W Niedzielę Dobrego Pasterza, 11 maja tłumy wiernych wzięły udział w procesji ku czci św. Stanisława. Zgodnie z tradycją szli z Wawelu na Skałkę. W procesji, której przewodniczył abp Thomas Wenski z Florydy i asystujący mu: bp Roman Pindel z diecezji bielsko-żywieckiej oraz bp Wojciech Polak, sekretarz generalny Konferencji Episkopatu Polski, niesione były relikwie polskich świętych i błogosławionych: w tym św. Stanisława i św. Jana Pawła II. W gronie zmierzających na Skałkę byli przedstawiciele parafii, wspólnot, ruchów i stowarzyszeń kościelnych, zgromadzeń zakonnych, seminariów duchownych, krakowskich uczelni, szkół katolickich. Szli reprezentanci władz państwowych i samorządowych, wojska, straży, policji. Uwagę zwracali ubrani w piękne, ludowe stroje mieszkańcy różnych zakątków Polski: w tym gronie wyróżniali się górale niosący figurę Matki Bożej Ludźmierskiej.

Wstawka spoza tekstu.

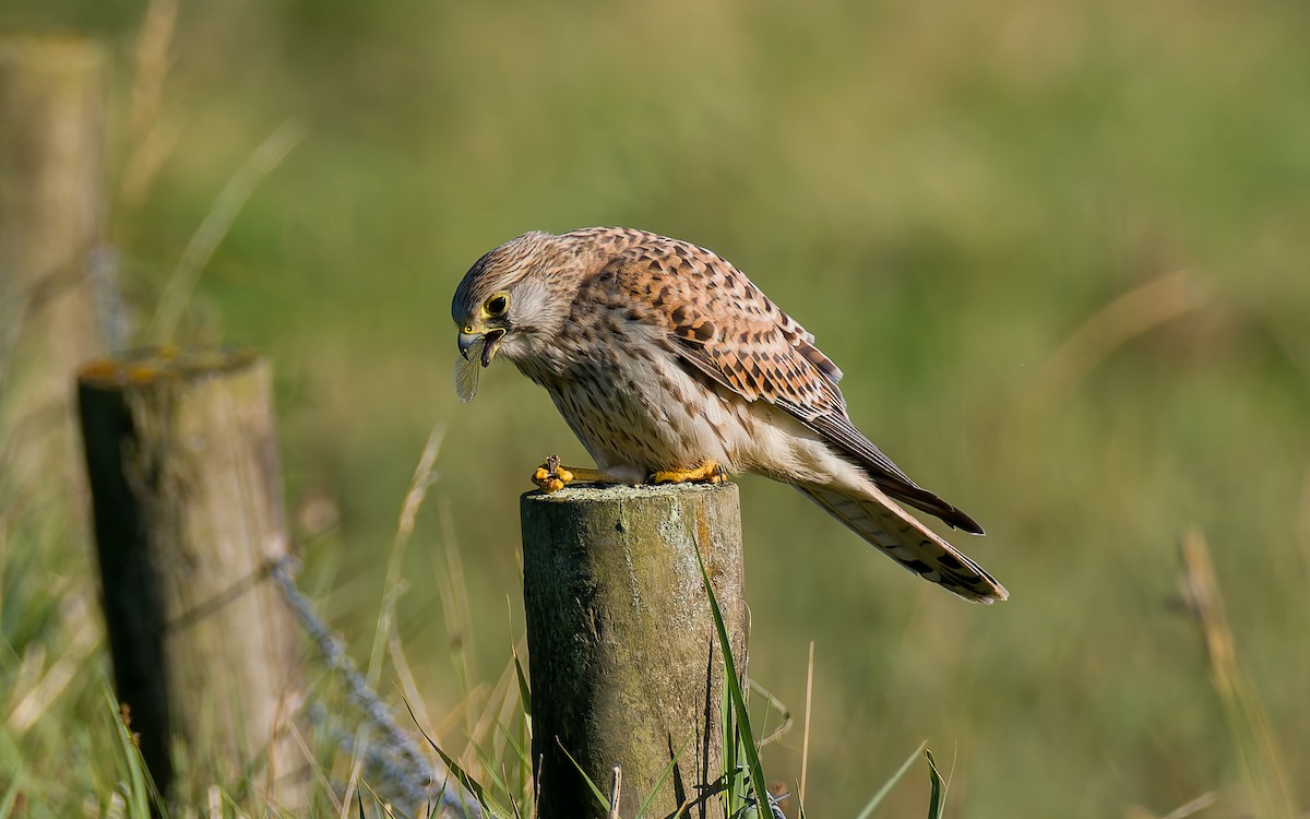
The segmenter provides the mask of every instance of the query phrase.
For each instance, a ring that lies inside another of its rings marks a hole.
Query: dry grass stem
[[[1238,662],[1209,548],[1200,531],[1189,531],[1180,550],[1183,599],[1200,628],[1210,679],[1224,706],[1238,764],[1256,812],[1292,819],[1298,811],[1293,807],[1288,776],[1282,769],[1282,753],[1260,698]]]

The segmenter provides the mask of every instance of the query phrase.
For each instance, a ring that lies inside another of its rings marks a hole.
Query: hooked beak
[[[503,328],[495,328],[486,333],[460,332],[460,355],[464,356],[464,360],[469,360],[469,351],[473,349],[473,345],[482,341],[481,363],[483,367],[490,367],[491,359],[495,358],[496,347],[500,346],[500,339],[504,338],[504,333]]]

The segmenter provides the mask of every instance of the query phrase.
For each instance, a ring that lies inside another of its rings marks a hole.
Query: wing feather
[[[645,291],[669,349],[696,371],[748,401],[793,415],[857,463],[892,498],[982,533],[968,515],[920,487],[850,422],[841,370],[814,334],[782,312],[723,257],[689,242],[626,231],[597,276]]]

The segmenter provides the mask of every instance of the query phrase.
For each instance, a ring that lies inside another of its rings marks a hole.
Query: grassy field
[[[967,605],[743,481],[751,674],[795,715],[815,643],[811,815],[854,816],[925,739],[955,816],[1307,809],[1310,7],[186,3],[152,140],[128,127],[144,12],[10,0],[0,25],[115,55],[114,190],[159,160],[110,210],[140,325],[233,172],[305,130],[178,337],[274,360],[305,583],[360,658],[444,430],[396,622],[456,746],[523,633],[517,495],[583,453],[508,364],[458,404],[449,297],[520,232],[621,224],[722,253],[814,332],[857,423],[986,527],[960,543],[1011,592]],[[115,777],[105,650],[76,625],[92,552],[13,499],[0,702],[60,657],[85,674],[0,742],[71,815]],[[1226,697],[1180,605],[1193,527],[1247,681]],[[794,782],[799,729],[764,759]],[[882,815],[924,815],[922,785]]]

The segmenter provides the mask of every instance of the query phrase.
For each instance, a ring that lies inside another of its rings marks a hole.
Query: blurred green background
[[[0,10],[110,45],[115,183],[144,13]],[[815,642],[812,815],[853,816],[924,739],[956,816],[1163,815],[1212,790],[1210,815],[1250,815],[1272,773],[1243,773],[1176,544],[1209,540],[1306,799],[1307,34],[1310,5],[1272,0],[182,3],[159,172],[111,238],[148,318],[231,174],[307,128],[181,337],[274,360],[308,583],[359,653],[444,429],[400,604],[430,713],[462,696],[452,646],[490,685],[523,632],[531,467],[584,460],[508,364],[458,404],[451,294],[524,231],[633,225],[726,256],[814,332],[857,423],[986,527],[956,543],[1013,595],[967,605],[741,481],[751,675],[798,717],[765,763],[793,785]],[[926,798],[916,774],[883,815]]]

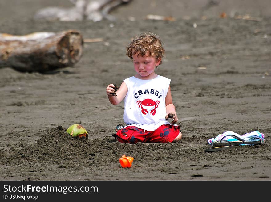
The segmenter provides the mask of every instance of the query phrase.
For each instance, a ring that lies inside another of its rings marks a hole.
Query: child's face
[[[151,79],[153,78],[151,78],[152,76],[155,74],[155,66],[159,65],[161,59],[156,60],[156,57],[151,57],[149,55],[148,52],[142,57],[134,54],[132,55],[133,63],[135,70],[139,75],[145,78],[148,78],[148,79]]]

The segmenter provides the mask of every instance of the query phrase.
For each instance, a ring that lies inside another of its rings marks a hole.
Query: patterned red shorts
[[[153,131],[128,126],[118,130],[116,138],[118,141],[122,143],[134,144],[139,142],[143,143],[166,143],[172,142],[179,134],[180,130],[179,126],[170,124],[162,125]]]

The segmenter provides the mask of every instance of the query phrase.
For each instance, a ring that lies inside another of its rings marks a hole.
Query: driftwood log
[[[0,33],[0,67],[43,73],[72,66],[82,56],[83,43],[75,30],[20,36]]]
[[[106,19],[116,21],[109,12],[112,9],[132,0],[70,0],[74,5],[70,8],[50,6],[38,10],[34,16],[36,20],[75,21],[84,20],[94,22]]]

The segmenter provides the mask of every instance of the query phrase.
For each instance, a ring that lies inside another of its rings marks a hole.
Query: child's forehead
[[[140,54],[139,54],[138,53],[136,53],[135,54],[133,54],[132,55],[133,59],[135,59],[136,58],[138,58],[141,59],[148,60],[151,59],[152,58],[150,56],[149,53],[147,53],[145,55],[142,55]]]

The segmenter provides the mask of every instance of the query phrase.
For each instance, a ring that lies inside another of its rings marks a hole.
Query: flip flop
[[[220,150],[224,150],[230,148],[234,147],[234,145],[230,145],[229,146],[224,146],[223,147],[213,147],[210,149],[206,149],[204,150],[204,151],[206,152],[212,152],[216,151],[220,151]]]
[[[223,139],[224,137],[228,136],[231,136],[233,138],[227,140]],[[231,140],[232,139],[233,140]],[[225,135],[220,140],[213,143],[213,145],[215,147],[216,147],[242,145],[249,145],[252,146],[260,144],[261,143],[261,140],[259,139],[249,139],[245,140],[237,136],[233,135]]]

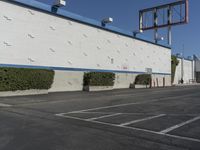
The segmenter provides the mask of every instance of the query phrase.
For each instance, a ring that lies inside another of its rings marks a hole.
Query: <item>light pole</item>
[[[101,21],[101,25],[105,27],[106,24],[112,23],[112,22],[113,22],[113,18],[111,18],[111,17],[104,18],[104,19]]]
[[[136,30],[136,31],[133,31],[133,36],[136,37],[138,34],[142,34],[143,33],[143,30]]]

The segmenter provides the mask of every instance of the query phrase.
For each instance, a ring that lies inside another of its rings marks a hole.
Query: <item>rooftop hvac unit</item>
[[[54,6],[56,7],[62,7],[66,5],[66,1],[65,0],[55,0],[54,2]]]

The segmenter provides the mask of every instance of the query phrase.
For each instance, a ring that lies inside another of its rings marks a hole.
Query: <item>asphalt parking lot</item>
[[[0,150],[199,150],[200,86],[0,98]]]

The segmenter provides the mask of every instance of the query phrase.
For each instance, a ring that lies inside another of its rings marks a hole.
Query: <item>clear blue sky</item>
[[[51,4],[54,0],[38,0]],[[101,20],[104,17],[114,18],[113,26],[124,30],[138,29],[138,11],[176,0],[66,0],[64,8],[84,17]],[[172,53],[181,53],[183,44],[185,56],[200,55],[200,1],[189,0],[190,22],[187,25],[173,27]],[[164,30],[165,31],[165,30]],[[161,33],[163,33],[161,31]],[[153,34],[144,32],[144,35],[153,39]]]

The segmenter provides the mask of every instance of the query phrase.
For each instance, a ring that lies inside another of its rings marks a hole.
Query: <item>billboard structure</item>
[[[158,29],[168,28],[168,44],[171,45],[171,27],[189,22],[189,1],[179,0],[139,11],[139,30],[154,30],[154,40],[158,42]]]

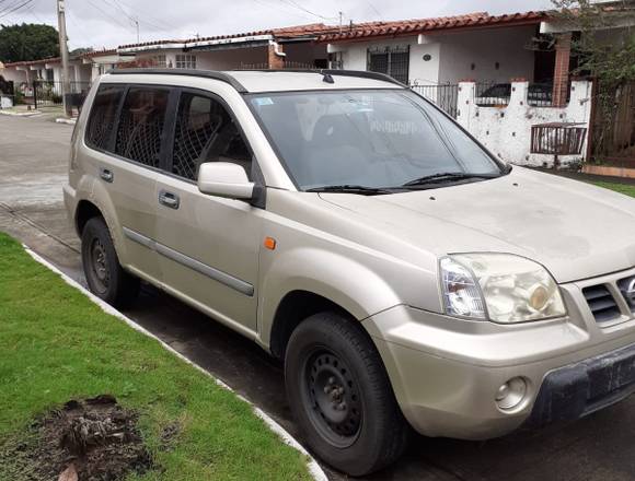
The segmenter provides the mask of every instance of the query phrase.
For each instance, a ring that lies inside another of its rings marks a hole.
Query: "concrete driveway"
[[[83,282],[79,242],[61,198],[71,131],[45,117],[0,116],[0,231]],[[259,348],[149,286],[125,314],[302,441],[285,399],[281,367]],[[371,479],[633,480],[635,397],[568,426],[486,443],[417,437],[397,465]]]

Mszy św., odprawionej przy Ołtarzu Trzech Tysiącleci, przewodniczył kard. Stanisław Dziwisz, który przywitawszy zebranych, podkreślił: Dziś Kościół krakowski, w jedności ze wszystkimi naszymi rodakami, gromadzi się na Eucharystii, aby podziękować za dar, jaki otrzymaliśmy wszyscy w osobie pasterza naszych czasów, a dziś świętego papieża Jana Pawła II.
Pomóż w rozwoju naszego portalu
Homilię wygłosił kard. Kazimierz Nycz. Jest przyzwolenie na to, by Kościół realizował swoją misję charytatywną, by troszczył się o biednych, chorych i niepełnosprawnych mówił Metropolita Warszawski. I Kościół to robi, i będzie robił zawsze. Wtedy natomiast, gdy Kościół głosi Chrystusa ukrzyżowanego i zmartwychwstałego, i chce to czynić nie tylko w życiu prywatnym ludzi, ale też w przestrzeni publicznej, wówczas niektórzy zaczynają mieć poważne wątpliwości. Zwłaszcza wtedy, gdy Kościół przypomina o niezmiennym prawie moralnym i stoi na straży wartości nienegocjowalnych stwierdzał kard. Nycz i zaznaczał: Kościół będzie to czynił i nikt nie ma prawa go uciszać ani zachęcać do przemilczania.
Do zebranych przemówił także abp Tomas Wenski, który zauważył, że Kraków można nazwać „Szkołą Świętych”. Jako biskup przywożę wam świadectwo wiary, świadectwo polskiej kultury religijnej, duchowej oraz wielkiej pobożności i kultu św. Stanisława za oceanem mówił po polsku Hierarcha z Florydy.